Agreement 2 is not so urgent that it should be conducted in secret by Alexander working with the Conservatives before it has been considered by the Policy Committee and passed through Conference.
Taking time and allowing the Party to contribute to our opening stance would be good for policy formation, good for negotiation tactics and good for the country at a time when Government action in Year One, as directed by Agreement 1, is so obviously failing to bring economic recovery.
” a second parliament as a junior partner in a coalition”?111
No, no: a thousand times NO.
But also highly unlikely. I cannot see any probability of there being sufficient LibDems in the next parliament to make it a viable proposition.
There is a small possibility of being the junior partner in a coalition after the next general election.
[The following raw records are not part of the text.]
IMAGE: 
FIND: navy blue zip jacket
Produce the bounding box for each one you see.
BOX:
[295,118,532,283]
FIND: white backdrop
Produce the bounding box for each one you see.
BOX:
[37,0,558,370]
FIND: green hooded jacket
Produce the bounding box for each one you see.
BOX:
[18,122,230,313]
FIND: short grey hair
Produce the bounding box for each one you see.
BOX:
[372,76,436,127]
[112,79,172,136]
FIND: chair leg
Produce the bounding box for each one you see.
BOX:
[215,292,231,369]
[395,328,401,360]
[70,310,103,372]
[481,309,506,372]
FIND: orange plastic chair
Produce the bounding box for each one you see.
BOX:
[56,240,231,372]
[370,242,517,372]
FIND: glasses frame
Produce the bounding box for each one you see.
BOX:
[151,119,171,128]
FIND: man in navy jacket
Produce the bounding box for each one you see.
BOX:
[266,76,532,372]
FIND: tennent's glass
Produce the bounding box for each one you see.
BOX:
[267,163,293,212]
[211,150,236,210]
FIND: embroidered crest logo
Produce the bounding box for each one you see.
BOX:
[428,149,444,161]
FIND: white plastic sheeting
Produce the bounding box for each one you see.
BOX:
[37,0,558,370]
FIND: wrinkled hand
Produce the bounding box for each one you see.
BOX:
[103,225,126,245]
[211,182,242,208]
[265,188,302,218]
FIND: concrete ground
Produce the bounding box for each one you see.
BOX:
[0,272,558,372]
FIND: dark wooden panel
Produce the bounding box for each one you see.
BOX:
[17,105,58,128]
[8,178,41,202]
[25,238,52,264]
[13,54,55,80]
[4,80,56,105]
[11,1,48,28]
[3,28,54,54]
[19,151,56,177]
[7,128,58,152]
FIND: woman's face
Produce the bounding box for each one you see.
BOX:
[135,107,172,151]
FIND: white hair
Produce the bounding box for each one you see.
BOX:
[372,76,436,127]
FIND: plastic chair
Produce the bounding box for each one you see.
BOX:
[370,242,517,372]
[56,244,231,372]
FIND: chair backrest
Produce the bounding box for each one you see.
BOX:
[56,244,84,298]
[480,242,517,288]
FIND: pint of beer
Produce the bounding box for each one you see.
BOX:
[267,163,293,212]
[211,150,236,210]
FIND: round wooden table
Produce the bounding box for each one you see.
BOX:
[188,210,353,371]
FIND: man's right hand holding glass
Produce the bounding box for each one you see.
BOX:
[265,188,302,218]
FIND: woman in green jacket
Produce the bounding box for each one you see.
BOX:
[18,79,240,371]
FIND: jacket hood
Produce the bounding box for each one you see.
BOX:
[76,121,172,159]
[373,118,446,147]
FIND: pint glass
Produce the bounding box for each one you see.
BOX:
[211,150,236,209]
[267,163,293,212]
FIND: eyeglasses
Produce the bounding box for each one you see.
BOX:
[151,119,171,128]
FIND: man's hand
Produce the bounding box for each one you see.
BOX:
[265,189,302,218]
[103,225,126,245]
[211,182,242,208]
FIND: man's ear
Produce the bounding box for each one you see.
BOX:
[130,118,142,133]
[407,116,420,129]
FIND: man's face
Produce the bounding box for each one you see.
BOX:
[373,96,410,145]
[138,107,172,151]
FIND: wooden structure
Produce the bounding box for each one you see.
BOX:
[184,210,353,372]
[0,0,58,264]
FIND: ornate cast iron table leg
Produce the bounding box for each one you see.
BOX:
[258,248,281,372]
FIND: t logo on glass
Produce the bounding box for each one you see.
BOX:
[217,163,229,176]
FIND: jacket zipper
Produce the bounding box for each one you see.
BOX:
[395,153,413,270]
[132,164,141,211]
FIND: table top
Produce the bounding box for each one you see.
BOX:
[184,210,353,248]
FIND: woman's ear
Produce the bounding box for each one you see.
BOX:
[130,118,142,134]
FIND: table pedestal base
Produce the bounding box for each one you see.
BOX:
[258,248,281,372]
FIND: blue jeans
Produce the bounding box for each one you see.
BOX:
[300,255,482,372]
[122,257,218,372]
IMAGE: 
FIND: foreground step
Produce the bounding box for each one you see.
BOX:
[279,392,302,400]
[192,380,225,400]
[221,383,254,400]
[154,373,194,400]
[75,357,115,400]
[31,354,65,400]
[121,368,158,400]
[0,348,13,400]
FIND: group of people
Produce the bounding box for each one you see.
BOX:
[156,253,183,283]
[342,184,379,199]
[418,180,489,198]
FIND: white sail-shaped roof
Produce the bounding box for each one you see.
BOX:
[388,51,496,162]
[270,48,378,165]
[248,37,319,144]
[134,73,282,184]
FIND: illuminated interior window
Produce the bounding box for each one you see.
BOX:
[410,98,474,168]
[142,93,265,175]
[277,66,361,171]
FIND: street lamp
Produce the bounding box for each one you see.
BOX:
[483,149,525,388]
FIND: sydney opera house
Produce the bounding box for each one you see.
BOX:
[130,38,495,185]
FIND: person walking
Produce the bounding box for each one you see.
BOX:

It might be even worse for the party to join, but as Julian Astle says there might be a long term benefit by making coalition governments more acceptable.
There really can’t be an Agreement 2, however we need to stick to Agreement 1 and if it isn’t in it then Conference should have the final say in what we agree to do in government, after all Conference did agree to the Agreement. There is the problem of a plan B and how this can be agreed as it could be seen as being against the coalition Agreement.
The issue of trust needs to be addressed and a change of leader might not really address it. Maybe it can only be addressed after the next General Election.
Oh well it looks like you will have to look somewhere else for your next leader or leaders – though if thinks carry on as they are there will be precious little to lead. As to those who don’t want to be a junior partner in a coalition could I suggest a reality pill or two – because I don’t think the option of being a senior partner is going to be available for a rather long time. In the meantime perhaps a little though should be given to the rather large ideological split within the LibDems – which I’m afraid is more than obvious to anyone who knows more than a few LibDems. Some of us still have a lot of respect for the Liberal Party of Keynes and Beveridge.